Agricultural educational facility in Western Australia

Muresk Institute is an educational, training, research, conference and function facility based in Northam, situated approximately 90 km east of Perth, in the Wheatbelt region of Western Australia. Until 1985 it was known as Muresk Agricultural College.

The College, situated on 898 ha of research and farming land, was established in 1926 by the Western Australian Government and incorporated into the Western Australian Institute of Technology (WAIT) in 1969. The college was managed by WAIT and later Curtin University of Technology from 1969 until 2012, when responsibility for Muresk's operation was transferred from Curtin to the State Government. The Department of Training and Workforce Development established the Muresk Institute as a multi-tenanted, multi-functional facility for training, higher education, research, professional development and learning extension.

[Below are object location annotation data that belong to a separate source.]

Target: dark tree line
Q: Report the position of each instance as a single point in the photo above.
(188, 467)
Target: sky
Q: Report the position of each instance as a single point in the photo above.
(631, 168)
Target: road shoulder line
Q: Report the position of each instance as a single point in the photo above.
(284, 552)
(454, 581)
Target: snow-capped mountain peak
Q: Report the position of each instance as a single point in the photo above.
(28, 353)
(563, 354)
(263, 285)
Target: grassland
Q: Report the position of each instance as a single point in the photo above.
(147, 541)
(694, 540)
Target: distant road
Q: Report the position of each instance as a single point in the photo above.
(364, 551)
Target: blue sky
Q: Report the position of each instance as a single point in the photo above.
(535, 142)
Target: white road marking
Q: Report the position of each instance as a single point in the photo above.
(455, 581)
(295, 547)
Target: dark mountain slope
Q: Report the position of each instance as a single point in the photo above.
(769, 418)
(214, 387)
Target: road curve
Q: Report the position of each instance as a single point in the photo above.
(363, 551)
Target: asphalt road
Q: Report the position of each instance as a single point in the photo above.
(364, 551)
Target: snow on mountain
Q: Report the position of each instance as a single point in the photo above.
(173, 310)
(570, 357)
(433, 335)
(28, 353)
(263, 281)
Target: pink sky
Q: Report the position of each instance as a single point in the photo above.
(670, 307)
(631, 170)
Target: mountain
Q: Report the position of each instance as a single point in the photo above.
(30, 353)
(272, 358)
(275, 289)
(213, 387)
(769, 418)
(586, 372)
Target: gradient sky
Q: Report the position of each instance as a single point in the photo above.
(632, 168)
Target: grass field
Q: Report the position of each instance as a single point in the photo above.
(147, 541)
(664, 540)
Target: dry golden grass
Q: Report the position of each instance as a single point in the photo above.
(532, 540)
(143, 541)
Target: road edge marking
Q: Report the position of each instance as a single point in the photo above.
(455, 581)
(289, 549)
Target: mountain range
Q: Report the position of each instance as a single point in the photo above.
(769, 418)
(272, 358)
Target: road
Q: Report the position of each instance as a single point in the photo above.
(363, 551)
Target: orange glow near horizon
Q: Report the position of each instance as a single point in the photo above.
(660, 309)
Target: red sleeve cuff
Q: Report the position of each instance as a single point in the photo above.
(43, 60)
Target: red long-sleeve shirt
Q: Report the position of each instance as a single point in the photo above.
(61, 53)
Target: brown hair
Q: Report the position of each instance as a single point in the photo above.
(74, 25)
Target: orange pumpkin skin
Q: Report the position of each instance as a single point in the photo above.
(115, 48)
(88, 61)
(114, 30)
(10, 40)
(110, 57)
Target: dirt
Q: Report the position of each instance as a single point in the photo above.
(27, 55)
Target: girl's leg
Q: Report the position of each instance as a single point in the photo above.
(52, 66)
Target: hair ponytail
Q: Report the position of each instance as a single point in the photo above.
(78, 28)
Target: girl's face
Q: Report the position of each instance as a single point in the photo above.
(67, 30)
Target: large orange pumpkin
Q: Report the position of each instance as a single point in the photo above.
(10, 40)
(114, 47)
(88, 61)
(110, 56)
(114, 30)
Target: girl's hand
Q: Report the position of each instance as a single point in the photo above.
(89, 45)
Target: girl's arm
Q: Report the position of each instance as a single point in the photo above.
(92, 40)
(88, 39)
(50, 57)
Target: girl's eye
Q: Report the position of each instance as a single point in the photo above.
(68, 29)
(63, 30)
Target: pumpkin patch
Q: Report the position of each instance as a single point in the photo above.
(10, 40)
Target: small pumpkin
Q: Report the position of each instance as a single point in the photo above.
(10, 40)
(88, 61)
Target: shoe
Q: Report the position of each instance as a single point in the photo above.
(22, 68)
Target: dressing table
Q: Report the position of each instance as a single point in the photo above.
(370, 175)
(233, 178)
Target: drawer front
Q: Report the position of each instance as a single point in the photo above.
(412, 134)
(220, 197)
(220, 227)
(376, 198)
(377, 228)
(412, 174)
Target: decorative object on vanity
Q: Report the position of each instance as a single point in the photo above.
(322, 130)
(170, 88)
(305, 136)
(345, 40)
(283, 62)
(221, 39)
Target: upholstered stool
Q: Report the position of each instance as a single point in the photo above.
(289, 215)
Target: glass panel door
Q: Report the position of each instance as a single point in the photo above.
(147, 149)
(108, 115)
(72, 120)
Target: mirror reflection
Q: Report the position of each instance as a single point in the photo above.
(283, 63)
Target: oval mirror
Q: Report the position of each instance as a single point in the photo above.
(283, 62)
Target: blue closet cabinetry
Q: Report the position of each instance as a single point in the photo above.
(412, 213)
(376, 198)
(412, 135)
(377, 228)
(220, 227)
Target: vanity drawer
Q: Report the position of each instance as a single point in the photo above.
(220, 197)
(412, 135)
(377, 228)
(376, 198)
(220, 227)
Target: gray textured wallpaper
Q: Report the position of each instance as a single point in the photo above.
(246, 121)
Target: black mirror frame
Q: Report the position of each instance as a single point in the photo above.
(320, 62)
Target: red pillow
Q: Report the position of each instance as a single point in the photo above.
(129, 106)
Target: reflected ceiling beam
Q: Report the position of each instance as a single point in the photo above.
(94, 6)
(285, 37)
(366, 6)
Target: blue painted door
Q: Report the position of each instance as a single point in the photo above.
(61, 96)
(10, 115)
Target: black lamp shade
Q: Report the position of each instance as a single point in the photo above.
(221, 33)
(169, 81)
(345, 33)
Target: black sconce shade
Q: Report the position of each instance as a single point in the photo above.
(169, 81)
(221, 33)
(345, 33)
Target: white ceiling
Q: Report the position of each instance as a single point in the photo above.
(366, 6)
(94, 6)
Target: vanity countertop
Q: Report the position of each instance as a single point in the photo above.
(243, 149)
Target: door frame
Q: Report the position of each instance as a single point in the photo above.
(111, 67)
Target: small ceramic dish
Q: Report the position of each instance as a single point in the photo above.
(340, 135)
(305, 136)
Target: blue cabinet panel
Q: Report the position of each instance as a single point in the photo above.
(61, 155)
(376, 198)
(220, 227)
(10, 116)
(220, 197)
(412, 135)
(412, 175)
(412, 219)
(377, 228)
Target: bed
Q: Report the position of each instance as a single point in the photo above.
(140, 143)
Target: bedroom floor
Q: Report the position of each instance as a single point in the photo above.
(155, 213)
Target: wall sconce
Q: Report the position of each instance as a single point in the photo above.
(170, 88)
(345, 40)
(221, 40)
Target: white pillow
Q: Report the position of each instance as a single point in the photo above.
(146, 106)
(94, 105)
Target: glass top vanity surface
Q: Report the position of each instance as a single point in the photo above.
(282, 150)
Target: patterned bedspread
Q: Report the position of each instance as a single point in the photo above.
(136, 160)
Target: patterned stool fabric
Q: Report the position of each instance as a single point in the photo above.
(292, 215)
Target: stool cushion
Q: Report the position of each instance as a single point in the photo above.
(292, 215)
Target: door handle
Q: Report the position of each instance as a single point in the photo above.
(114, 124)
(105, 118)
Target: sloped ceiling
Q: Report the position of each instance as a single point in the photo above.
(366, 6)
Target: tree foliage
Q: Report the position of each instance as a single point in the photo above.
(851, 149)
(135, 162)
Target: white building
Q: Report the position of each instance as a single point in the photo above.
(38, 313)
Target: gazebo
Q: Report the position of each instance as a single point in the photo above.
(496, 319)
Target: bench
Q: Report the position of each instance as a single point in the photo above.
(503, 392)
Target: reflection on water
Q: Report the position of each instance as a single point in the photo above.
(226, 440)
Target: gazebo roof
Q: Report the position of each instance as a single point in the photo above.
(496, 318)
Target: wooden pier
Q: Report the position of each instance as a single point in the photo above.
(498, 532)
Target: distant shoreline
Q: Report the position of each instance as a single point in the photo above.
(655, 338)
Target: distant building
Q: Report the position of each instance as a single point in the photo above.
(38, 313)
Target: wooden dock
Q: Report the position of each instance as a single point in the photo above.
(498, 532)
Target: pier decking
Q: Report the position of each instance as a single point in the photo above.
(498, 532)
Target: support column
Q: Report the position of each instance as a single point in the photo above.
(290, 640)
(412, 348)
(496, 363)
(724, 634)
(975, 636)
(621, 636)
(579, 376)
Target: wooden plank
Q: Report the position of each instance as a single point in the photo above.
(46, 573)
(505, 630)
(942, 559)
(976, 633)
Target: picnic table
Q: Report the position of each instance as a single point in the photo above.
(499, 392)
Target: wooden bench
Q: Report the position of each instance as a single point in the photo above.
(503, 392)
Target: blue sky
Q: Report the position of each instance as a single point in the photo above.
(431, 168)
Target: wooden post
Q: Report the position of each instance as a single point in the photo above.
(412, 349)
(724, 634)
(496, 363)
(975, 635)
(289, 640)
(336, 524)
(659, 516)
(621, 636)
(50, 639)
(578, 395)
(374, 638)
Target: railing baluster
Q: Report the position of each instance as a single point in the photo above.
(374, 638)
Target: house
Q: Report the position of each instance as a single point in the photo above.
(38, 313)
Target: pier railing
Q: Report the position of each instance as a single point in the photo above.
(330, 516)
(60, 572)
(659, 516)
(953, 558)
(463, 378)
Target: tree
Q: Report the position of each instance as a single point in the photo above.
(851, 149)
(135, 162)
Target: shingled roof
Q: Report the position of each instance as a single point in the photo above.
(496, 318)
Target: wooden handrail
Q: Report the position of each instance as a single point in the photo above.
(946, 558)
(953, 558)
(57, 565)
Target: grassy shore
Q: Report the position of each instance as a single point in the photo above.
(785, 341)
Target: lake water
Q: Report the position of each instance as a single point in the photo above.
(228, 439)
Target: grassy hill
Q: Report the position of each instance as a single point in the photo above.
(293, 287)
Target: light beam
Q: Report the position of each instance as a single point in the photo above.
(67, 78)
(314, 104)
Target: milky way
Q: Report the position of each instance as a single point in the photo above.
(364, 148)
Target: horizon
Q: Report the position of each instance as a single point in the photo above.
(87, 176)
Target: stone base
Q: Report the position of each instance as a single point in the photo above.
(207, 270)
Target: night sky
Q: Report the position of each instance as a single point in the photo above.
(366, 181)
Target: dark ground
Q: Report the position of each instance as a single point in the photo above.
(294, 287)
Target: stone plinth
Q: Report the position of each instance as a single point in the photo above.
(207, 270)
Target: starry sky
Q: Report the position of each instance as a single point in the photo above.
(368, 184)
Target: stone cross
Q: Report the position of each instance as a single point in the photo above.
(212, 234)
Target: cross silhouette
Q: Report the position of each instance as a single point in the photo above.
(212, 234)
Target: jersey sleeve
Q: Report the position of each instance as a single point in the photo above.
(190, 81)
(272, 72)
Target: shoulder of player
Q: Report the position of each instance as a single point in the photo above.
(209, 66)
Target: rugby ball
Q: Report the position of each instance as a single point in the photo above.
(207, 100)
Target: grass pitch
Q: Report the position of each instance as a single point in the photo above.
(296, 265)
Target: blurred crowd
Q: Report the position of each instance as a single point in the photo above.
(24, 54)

Muresk Institute offers a wide range of nationally accredited courses, as well as workshops and professional development, hand-picked from leading training providers and industry experts across the country. Training delivered on site includes the Diploma of Agribusiness Management, Diploma of Agriculture and other industry-driven short courses. Curtin University offers an Associate Degree in Agribusiness at Muresk and at the Geraldton Universities Centre, with the intensive laboratory elements delivered at Muresk.

Muresk Institute is home to Western Australia’s first demonstration SMART Farm which uses cloud-based technology, sensors and global positioning systems to provide farmers with data to make highly informed choices and improve efficiency.

Muresk Institute is also a highly equipped conference and accommodation venue suitable for corporate and community events.